There is another algorithm for computing kth order statistics based on the soft heap data structure, which is a variant on a standard priority queue that is allowed to "corrupt" some number of the priorities it stores. The algorithm is described in more detail on the Wikipedia article, but the basic idea is to use the soft heap to efficiently (O(n) time) pick a pivot for the partition function that has a guarantee of a good split. In a sense, this is simply a modified version of the median-of-medians algorithm that uses an (arguably) more straightforward approach to choosing the pivot element.

Soft heaps are not particularly intuitive, but there is a pretty good description of them available in this paper ("A simpler implementation and analysis of Chazelle's soft heaps"), which includes a formal description and analysis if the data structure.

However, if you want a really fast, worst-case O(n) algorithm, consider looking into introselect. This algorithm is actually quite brilliant. It starts off by using the quickselect algorithm, which picks a pivot unintelligently and uses it to partition the data. This is extremely fast in practice, but has bad worst-case behavior. Introselect fixes this by keeping track of an internal counter that tracks its progress. If the algorithm ever looks like it's about to degrade to O(n2) time, it switches algorithms and uses something like median-of-medians to ensure the worst-case guarantee. Specifically, it watches how much of the array is discarded at each step, and if some constant number of steps occur before half the input is discarded, the algorithm switches to the median-of-medians algorithm to ensure that the next pivot is good before then restarting using quickselect. This guarantees worst-case O(n) time.

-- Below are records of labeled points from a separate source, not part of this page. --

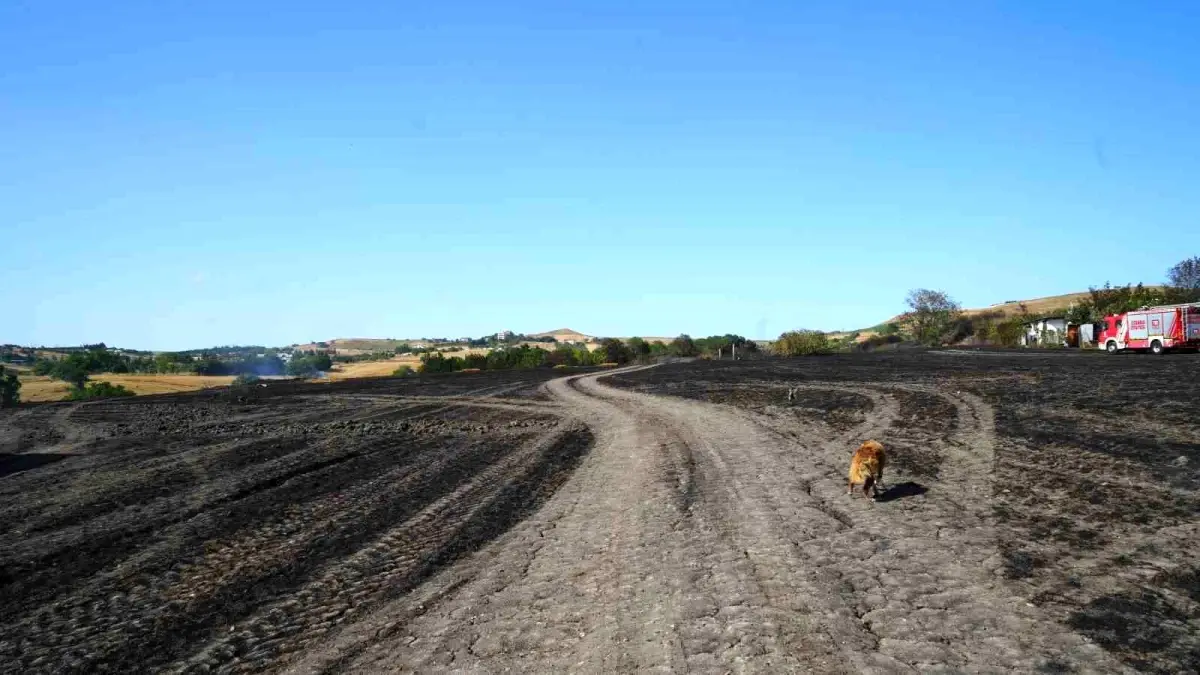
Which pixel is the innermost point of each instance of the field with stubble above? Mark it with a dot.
(1041, 514)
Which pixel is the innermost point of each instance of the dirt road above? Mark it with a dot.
(703, 538)
(1042, 517)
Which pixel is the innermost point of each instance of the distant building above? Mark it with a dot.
(1051, 328)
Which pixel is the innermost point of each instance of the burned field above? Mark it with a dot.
(1093, 495)
(226, 530)
(1041, 514)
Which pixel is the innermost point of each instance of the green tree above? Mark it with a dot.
(639, 347)
(934, 316)
(70, 371)
(684, 346)
(10, 389)
(615, 351)
(99, 390)
(801, 344)
(1186, 275)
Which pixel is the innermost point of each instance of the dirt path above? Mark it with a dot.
(701, 538)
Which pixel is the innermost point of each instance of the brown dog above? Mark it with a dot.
(867, 467)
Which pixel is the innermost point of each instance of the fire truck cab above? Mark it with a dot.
(1153, 329)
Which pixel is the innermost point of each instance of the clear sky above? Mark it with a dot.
(185, 174)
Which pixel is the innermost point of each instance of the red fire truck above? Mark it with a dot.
(1155, 329)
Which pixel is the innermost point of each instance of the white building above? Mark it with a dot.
(1038, 333)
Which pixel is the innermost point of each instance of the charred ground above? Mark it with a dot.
(687, 517)
(232, 529)
(1096, 491)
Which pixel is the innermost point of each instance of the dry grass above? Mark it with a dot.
(39, 388)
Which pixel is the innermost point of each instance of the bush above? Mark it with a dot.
(310, 365)
(435, 362)
(10, 389)
(802, 344)
(615, 351)
(99, 390)
(683, 346)
(876, 341)
(934, 317)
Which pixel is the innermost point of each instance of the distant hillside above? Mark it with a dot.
(1035, 308)
(565, 335)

The advantage of this algorithm is that it's extremely fast on most inputs (since quickselect is very fast), but has great worst-case behavior. A description of this algorithm, along with the related sorting algorithm introsort, can be found in this paper ("Introspective Sorting and Selection Algorithms").

Hope this helps!



回答2:

I think that you should really test it and find out what the performance is, when you have N million elements in your container. This algorithm has already been implemented in the STL library (C++) as std::nth_element is guarantueed to be expected O(n). So if you used C++, you could easily run some tests and see if the performance is good enough for what you seek.

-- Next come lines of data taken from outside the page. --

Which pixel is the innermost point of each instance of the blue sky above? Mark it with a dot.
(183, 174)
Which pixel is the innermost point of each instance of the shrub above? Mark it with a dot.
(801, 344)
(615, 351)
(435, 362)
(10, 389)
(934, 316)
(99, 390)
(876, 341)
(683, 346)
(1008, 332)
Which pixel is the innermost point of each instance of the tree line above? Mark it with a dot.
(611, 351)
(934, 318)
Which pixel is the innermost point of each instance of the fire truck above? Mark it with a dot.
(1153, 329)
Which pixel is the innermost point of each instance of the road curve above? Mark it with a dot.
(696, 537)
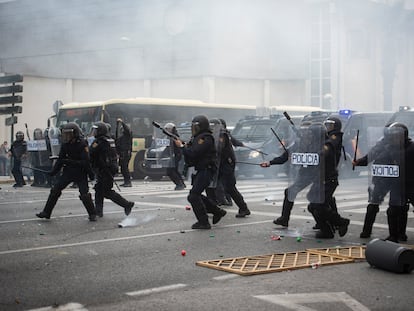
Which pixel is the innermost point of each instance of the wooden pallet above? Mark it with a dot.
(353, 252)
(274, 262)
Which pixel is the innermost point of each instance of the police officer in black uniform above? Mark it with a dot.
(200, 152)
(74, 159)
(18, 151)
(385, 151)
(124, 147)
(326, 217)
(176, 152)
(104, 163)
(226, 169)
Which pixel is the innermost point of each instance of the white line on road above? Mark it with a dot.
(156, 290)
(134, 237)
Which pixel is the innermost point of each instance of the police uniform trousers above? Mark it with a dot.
(17, 171)
(103, 189)
(124, 157)
(228, 180)
(200, 204)
(68, 176)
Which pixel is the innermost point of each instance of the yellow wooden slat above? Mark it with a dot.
(274, 262)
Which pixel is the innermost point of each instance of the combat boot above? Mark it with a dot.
(218, 215)
(372, 210)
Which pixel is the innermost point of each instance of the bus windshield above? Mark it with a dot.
(84, 117)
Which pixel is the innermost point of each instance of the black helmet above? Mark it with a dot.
(333, 124)
(70, 131)
(223, 122)
(19, 135)
(37, 134)
(99, 129)
(312, 136)
(199, 124)
(396, 131)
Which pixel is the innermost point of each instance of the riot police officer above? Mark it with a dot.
(200, 153)
(323, 179)
(394, 148)
(74, 159)
(104, 163)
(18, 151)
(176, 154)
(227, 167)
(124, 147)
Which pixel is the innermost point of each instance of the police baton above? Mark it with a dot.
(249, 163)
(356, 149)
(287, 116)
(278, 138)
(35, 169)
(264, 153)
(27, 131)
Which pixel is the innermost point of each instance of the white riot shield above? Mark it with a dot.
(308, 158)
(161, 152)
(386, 168)
(39, 155)
(217, 129)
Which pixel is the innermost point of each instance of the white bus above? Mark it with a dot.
(139, 113)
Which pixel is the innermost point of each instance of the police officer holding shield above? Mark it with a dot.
(74, 159)
(315, 156)
(123, 143)
(391, 172)
(18, 151)
(200, 153)
(104, 163)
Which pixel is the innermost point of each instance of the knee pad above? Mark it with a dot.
(372, 208)
(55, 193)
(393, 210)
(192, 197)
(85, 197)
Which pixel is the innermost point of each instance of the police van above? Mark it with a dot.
(404, 115)
(261, 144)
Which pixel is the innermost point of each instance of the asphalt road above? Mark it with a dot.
(69, 263)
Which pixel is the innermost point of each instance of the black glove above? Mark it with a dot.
(91, 175)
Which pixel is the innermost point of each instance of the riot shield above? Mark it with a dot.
(386, 168)
(217, 129)
(54, 141)
(161, 152)
(307, 160)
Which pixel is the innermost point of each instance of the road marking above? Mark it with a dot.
(156, 290)
(134, 237)
(71, 306)
(226, 277)
(295, 301)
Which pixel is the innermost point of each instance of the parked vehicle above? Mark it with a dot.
(406, 116)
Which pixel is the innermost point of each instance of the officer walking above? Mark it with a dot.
(227, 167)
(323, 181)
(200, 152)
(395, 149)
(104, 163)
(123, 144)
(176, 153)
(74, 159)
(18, 151)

A notable exception is C++, which provides a templated nth_element method with a guarantee of expected linear time.



回答3:

It depends. If you're concerned about the worst case happening accidentally, I wouldn't bother. As the data grows large enough to care, the worst case becomes so unlikely that it's hardly worth protecting against.

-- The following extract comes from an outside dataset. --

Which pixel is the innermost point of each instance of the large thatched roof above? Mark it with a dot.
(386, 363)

If you're doing the selection in a situation where a client could provide the data in the worst-case order to do a denial of service on your server, then it's probably worth using a median of medians to assure that the worst-case order doesn't hurt performance to any significant degree.



回答4:

Updated:

There is a linear time algorithm, a modification to quick sort, suggest by quicksort's inventor Hoare himself. I suggest referring to the section 9.3 "Selection in worst-case linear time" in CLRS book. Here is the brief algorithm, assuming we have a method random_partition from quicksort (which uses a random pivot for partition):

FindKth(array, l, u, k)
{
   int m = random_partition(array, l, u);
   if m == k : return array[k] /*we have found the kth element*/
   if m > k: return FindKth(array, l, m-1, k); /* we have found element > kth largest, concentrate on the left partition */
   else: return FindKth(array, m+1, u, k-m); /* find the k-m th element in the right partition */
}

You can also refer to Donald Knuth's TAOCP Vol.3 Sorting and Searching p.633 The beauty of this method is that, the array need not be completely sorted! I think the STL nth_permutation uses this technique, you can refer to the notes section.